L’IL-24, membre de la famille des cytokines IL-10, a été impliquée dans la suppression de la réponse immunitaire contre les fragments endométriosiques, contribuant ainsi au développement de l’endométriose. L’IL-24 fonctionne principalement comme une cytokine suppressive des tumeurs via plusieurs mécanismes, y compris l’inhibition de l’invasion, de la migration, de l’angiogenèse et de la métastase, l’induction de l’apoptose, l’élimination des cellules souches cancéreuses et la sensibilisation des cellules cancéreuses aux thérapies.

Implications Cliniques

Les cellules régulatrices jouent un rôle fondamental dans le développement de réponses immunitaires suppressives qui permettent aux fragments endométriosiques de croître ou de se propager en dehors de la cavité utérine.
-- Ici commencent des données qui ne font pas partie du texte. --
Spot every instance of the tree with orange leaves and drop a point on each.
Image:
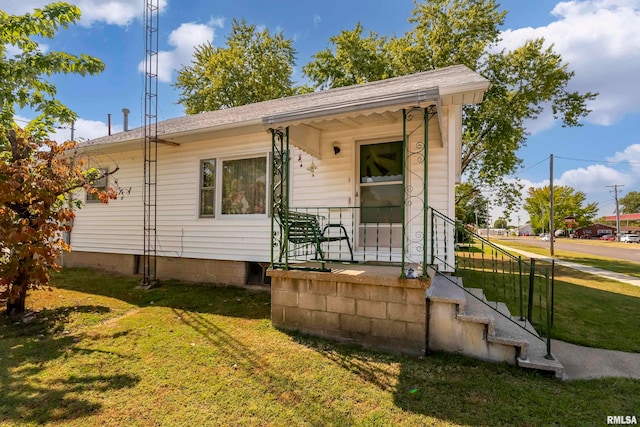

Parmi celles-ci, les Tregs et les Bregs sont des acteurs clés dans l’établissement de la tolérance au soi. Leurs capacités régulatrices sont liées à la sécrétion de cytokines inhibitrices, telles que l’IL-35, le TGF-bêta et l’IL-10, toutes dysrégulées dans l’endométriose.

Conclusion

En conclusion, nous avons montré que les cellules T régulatrices circulantes et certaines sous-populations de cellules B (plasmablastes, cellules B immatures et cellules B10) sécrètent de l’IL-24. Leurs pourcentages sont modifiés chez les femmes atteintes d’endométriose par rapport aux femmes en bonne santé. Nous spéculons que les cellules produisant de l’IL-24 avec un phénotype régulateur sont impliquées dans la pathogenèse de l’endométriose. La sécrétion d’IL-24 semble renforcer l’activité immunosuppressive inappropriée des Tregs et des plasmablastes dans l’endométriose, ce qui permet l’implantation et la croissance des lésions endométriales en dehors de l’utérus. Des recherches supplémentaires sont nécessaires pour élucider le rôle exact des lymphocytes régulateurs produisant de l’IL-24 dans le développement et la progression de l’endométriose.